Your rights under GDPR and similar laws
If you are in the European Economic Area, the United Kingdom, or another region with comparable privacy law, you generally have the right to:
- Ask what personal data, if any, the site holds about you.
- Ask for inaccurate data to be corrected.
- Ask for data to be deleted, subject to legal retention obligations on the hosting and analytics providers.
- Object to processing or restrict it.
- Withdraw consent for non-essential cookies through your browser settings.
- Lodge a complaint with your local data protection authority.
Because the PDF extractor runs entirely client-side, the site itself does not hold a database of file contents that could be the subject of a typical access request — there is nothing on the server tied to your file.
Your rights under CCPA
If you are a California resident, you have the right to know what categories of personal information are collected, the right to request deletion, and the right to opt out of the "sale" or "sharing" of personal information as those terms are defined under California law.

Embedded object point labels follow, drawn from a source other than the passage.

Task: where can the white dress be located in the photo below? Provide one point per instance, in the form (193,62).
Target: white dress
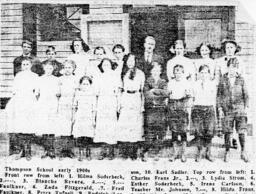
(67,87)
(107,104)
(221,64)
(21,108)
(189,68)
(130,123)
(48,88)
(82,62)
(210,63)
(84,116)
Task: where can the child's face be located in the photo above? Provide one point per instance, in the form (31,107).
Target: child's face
(77,46)
(178,73)
(204,74)
(119,54)
(230,49)
(99,53)
(68,68)
(233,69)
(106,66)
(131,62)
(26,65)
(149,45)
(156,71)
(26,48)
(85,85)
(179,49)
(51,54)
(204,51)
(48,69)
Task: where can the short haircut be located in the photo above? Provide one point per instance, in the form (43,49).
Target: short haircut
(85,78)
(118,46)
(26,59)
(178,66)
(26,42)
(49,49)
(179,42)
(225,42)
(99,48)
(198,49)
(85,47)
(202,67)
(113,64)
(150,37)
(233,61)
(69,61)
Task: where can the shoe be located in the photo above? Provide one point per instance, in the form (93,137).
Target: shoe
(227,156)
(244,157)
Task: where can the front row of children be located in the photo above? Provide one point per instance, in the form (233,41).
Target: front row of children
(51,102)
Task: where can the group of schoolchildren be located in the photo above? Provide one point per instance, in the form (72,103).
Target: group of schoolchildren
(127,106)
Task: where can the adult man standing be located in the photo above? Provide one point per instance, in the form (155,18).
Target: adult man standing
(26,52)
(146,60)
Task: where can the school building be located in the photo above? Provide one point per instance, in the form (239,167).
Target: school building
(128,24)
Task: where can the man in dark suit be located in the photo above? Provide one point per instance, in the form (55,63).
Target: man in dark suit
(145,61)
(26,52)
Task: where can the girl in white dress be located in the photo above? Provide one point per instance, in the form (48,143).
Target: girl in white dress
(230,48)
(80,57)
(84,115)
(179,58)
(130,123)
(107,106)
(205,51)
(21,109)
(47,108)
(67,87)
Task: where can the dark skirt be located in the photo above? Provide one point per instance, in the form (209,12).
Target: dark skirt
(155,123)
(203,121)
(178,116)
(234,119)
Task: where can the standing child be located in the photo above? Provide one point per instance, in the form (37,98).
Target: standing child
(84,116)
(47,108)
(156,94)
(107,107)
(67,87)
(21,108)
(180,92)
(203,111)
(130,123)
(232,102)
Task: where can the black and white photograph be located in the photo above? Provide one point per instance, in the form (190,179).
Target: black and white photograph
(127,97)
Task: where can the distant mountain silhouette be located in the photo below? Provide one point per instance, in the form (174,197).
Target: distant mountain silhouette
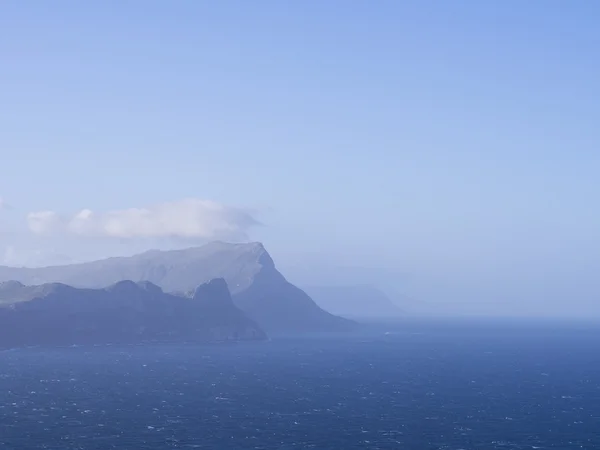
(361,301)
(257,287)
(125,312)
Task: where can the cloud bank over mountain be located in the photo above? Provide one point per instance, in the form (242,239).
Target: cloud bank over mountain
(188,219)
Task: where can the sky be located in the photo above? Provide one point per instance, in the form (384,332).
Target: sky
(446,149)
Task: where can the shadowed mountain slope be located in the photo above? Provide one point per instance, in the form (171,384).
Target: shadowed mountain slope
(125,312)
(257,287)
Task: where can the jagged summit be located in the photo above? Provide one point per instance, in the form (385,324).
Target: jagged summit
(55,313)
(255,284)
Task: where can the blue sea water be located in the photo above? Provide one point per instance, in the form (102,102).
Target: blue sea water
(421,385)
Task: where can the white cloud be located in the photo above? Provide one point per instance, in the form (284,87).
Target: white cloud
(189,218)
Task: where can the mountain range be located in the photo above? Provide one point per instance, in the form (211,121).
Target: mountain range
(126,312)
(256,286)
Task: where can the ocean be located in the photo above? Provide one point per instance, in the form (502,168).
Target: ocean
(412,385)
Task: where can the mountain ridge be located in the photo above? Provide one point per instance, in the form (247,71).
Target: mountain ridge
(256,286)
(125,312)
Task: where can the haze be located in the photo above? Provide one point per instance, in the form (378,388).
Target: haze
(446,152)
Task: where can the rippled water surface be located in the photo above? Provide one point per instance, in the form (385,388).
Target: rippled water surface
(420,386)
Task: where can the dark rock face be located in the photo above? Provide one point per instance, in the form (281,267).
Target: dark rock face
(126,312)
(256,286)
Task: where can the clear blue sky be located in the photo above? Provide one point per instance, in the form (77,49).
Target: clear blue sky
(454,141)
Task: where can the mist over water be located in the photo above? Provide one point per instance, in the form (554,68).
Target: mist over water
(414,385)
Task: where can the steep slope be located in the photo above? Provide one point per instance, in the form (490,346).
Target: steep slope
(56,313)
(255,284)
(360,301)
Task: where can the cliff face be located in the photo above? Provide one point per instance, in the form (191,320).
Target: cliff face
(125,312)
(257,287)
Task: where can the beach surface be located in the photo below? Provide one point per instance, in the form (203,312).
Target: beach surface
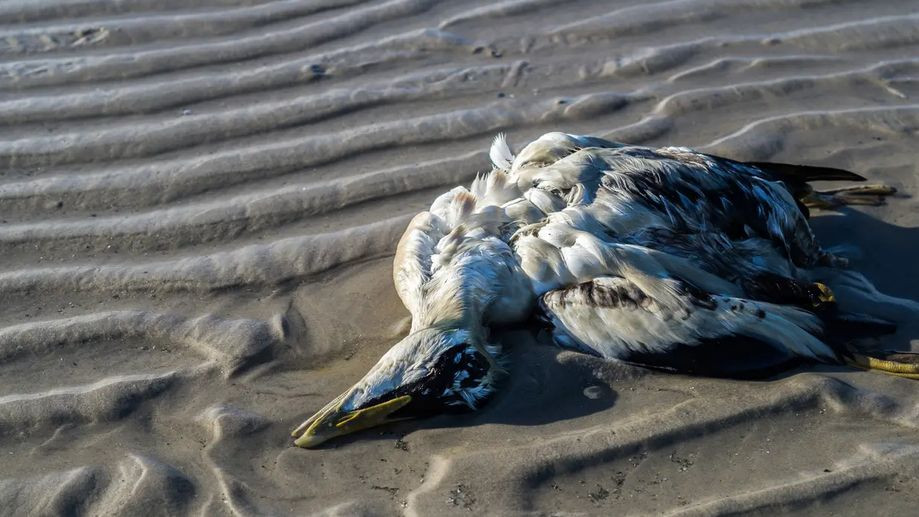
(199,206)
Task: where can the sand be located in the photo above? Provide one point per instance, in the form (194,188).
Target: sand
(199,208)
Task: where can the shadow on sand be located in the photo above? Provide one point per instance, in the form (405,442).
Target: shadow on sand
(545,386)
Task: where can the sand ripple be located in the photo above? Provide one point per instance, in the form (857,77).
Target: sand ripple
(198,205)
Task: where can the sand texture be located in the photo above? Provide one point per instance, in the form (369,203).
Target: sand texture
(199,206)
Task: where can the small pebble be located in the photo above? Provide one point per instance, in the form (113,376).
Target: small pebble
(593,392)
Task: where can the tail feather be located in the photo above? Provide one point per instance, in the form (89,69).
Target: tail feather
(791,173)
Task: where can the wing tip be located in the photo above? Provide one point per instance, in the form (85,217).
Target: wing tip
(500,153)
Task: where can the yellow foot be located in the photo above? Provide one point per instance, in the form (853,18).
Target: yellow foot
(858,195)
(901,364)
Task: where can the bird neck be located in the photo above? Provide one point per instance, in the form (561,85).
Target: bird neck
(458,295)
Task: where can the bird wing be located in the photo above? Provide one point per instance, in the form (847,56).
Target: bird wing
(696,332)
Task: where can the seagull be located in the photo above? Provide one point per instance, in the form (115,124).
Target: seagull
(667,258)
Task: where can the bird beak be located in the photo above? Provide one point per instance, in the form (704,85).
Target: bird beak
(331,421)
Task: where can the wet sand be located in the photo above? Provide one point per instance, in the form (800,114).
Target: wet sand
(199,206)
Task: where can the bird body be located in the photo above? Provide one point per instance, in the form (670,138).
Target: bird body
(668,258)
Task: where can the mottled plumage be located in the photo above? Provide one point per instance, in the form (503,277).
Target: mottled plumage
(666,257)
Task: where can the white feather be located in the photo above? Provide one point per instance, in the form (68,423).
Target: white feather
(500,153)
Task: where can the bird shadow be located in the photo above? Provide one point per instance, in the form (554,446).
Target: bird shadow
(886,255)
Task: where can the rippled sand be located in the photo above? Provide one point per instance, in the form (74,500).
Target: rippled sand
(199,208)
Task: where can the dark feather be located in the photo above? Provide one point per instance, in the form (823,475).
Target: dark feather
(795,174)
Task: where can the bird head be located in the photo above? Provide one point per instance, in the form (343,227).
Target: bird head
(431,371)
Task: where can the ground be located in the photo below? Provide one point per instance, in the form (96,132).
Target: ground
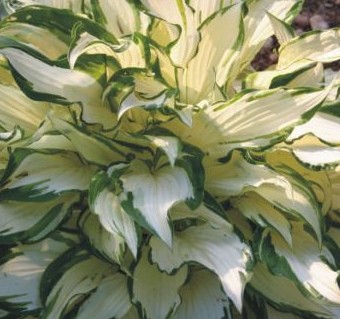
(316,15)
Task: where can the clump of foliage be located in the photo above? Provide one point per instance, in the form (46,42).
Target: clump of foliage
(148,172)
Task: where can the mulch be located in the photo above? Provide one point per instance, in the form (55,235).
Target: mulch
(315,15)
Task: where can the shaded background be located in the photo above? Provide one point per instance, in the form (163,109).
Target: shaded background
(316,15)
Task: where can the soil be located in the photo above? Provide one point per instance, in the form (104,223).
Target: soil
(315,15)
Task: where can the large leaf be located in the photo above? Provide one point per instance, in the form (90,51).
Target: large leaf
(17,109)
(322,125)
(238,175)
(283,293)
(321,46)
(311,151)
(150,195)
(70,277)
(120,17)
(41,80)
(302,263)
(219,250)
(21,273)
(94,148)
(154,291)
(35,175)
(110,300)
(181,15)
(41,39)
(107,205)
(110,245)
(256,30)
(197,81)
(202,297)
(30,221)
(257,114)
(257,209)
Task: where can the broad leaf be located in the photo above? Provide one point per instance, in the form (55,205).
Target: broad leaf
(39,79)
(202,297)
(219,250)
(69,278)
(110,245)
(120,17)
(263,213)
(17,109)
(154,291)
(150,195)
(110,300)
(107,205)
(283,293)
(94,148)
(30,221)
(179,14)
(320,46)
(21,273)
(303,263)
(37,174)
(322,125)
(197,81)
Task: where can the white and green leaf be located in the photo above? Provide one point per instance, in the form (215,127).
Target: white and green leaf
(219,250)
(37,174)
(21,273)
(202,297)
(31,221)
(151,195)
(72,276)
(156,292)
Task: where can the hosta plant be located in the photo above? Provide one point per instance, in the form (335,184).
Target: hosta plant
(147,171)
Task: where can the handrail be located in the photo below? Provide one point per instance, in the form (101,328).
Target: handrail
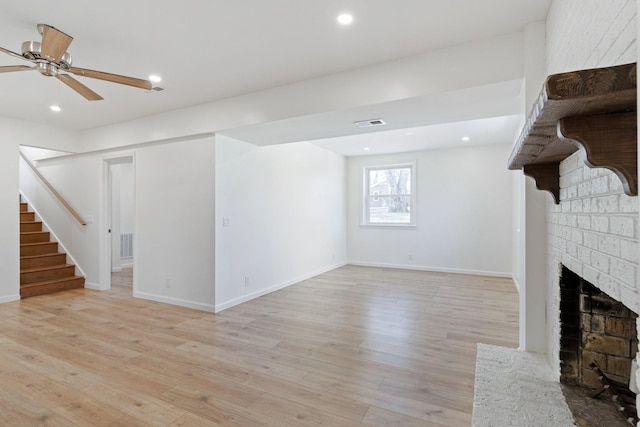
(53,190)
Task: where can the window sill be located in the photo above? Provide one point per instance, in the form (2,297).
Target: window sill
(391,226)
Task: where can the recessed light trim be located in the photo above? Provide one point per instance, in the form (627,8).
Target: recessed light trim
(369,123)
(345,19)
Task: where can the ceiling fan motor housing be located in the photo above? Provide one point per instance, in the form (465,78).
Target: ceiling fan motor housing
(33,51)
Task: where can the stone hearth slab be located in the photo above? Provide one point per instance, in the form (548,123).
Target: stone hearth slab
(516,388)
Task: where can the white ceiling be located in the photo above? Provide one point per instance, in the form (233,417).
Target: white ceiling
(208,50)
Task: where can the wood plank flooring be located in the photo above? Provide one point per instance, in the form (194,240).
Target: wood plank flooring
(355,346)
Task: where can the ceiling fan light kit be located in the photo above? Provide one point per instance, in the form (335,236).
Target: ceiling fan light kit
(50,58)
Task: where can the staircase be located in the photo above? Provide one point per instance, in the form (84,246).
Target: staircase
(43,270)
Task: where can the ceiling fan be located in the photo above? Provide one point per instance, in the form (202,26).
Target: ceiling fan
(52,59)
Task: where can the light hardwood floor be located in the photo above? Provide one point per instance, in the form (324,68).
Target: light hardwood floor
(355,346)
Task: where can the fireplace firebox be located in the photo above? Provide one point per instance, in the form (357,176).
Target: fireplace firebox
(598,344)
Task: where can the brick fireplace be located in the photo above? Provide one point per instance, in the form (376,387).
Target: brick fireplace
(593,241)
(595,329)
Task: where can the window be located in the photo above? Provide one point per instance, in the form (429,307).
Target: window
(389,195)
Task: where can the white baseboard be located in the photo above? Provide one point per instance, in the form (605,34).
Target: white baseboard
(433,269)
(515,282)
(9,298)
(175,301)
(265,291)
(93,286)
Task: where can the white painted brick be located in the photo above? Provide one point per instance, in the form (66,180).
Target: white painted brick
(572,249)
(615,185)
(576,206)
(622,226)
(610,286)
(600,262)
(600,224)
(629,297)
(628,204)
(606,204)
(563,220)
(629,250)
(584,255)
(600,185)
(584,222)
(576,236)
(590,274)
(623,271)
(609,245)
(586,34)
(584,189)
(590,240)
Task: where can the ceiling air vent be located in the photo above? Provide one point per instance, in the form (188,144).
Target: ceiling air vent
(369,123)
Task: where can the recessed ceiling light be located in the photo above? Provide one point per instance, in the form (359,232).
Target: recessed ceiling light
(345,19)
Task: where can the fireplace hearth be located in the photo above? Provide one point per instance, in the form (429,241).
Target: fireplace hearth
(598,344)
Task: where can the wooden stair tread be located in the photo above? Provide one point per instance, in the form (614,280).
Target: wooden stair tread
(42,255)
(50,282)
(51,267)
(43,268)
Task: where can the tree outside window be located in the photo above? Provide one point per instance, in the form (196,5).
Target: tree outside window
(388,198)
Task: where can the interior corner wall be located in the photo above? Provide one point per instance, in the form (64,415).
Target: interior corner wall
(464,213)
(174,249)
(9,217)
(280,217)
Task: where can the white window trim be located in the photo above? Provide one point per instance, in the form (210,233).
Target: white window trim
(364,210)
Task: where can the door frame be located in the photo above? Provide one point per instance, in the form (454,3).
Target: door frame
(105,236)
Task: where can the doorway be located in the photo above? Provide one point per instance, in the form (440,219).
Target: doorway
(120,214)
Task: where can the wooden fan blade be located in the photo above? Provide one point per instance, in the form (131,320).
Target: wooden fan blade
(78,87)
(113,78)
(17,55)
(10,68)
(54,42)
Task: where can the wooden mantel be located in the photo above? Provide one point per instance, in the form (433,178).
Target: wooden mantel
(591,110)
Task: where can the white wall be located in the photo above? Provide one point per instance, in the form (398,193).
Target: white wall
(280,217)
(174,249)
(9,218)
(174,207)
(464,209)
(494,60)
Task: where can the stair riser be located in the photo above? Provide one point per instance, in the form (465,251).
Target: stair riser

The site does not sell personal information for money. The use of advertising cookies described above may, however, qualify as "sharing" under California's broader definition, and you may opt out using the AdSense controls linked above and your browser's privacy controls.
Children
The site is not directed at children under the age of 13 (or the equivalent minimum age in your jurisdiction). The site does not knowingly collect personal information from children. If you believe a child has provided personal information here, please contact us so the relevant data can be removed.
Data retention
Server logs are retained for a short rolling window for diagnostic purposes. Analytics data is retained according to the Google Analytics retention setting in effect for this property. The site does not retain anything related to the contents of files processed by the extractor, because nothing related to those files reaches the server.
International transfers
The hosting and analytics providers used here operate globally. Data may be processed in countries other than the one you are in, including in the United States. Where transfers are subject to GDPR or comparable rules, the providers rely on the legal mechanisms (such as Standard Contractual Clauses) that they describe in their own policies.
Changes to this policy
This policy may be updated from time to time, for example when a new vendor is added or when an existing vendor changes its practices. The "Last reviewed" date at the top of the page reflects the most recent substantive update. Material changes will be reflected in the date and, where appropriate, called out on the homepage.
Contact
Privacy questions and data-related requests can be sent to [email protected] with "Privacy" in the subject line. Please describe the request as specifically as possible so it can be handled correctly.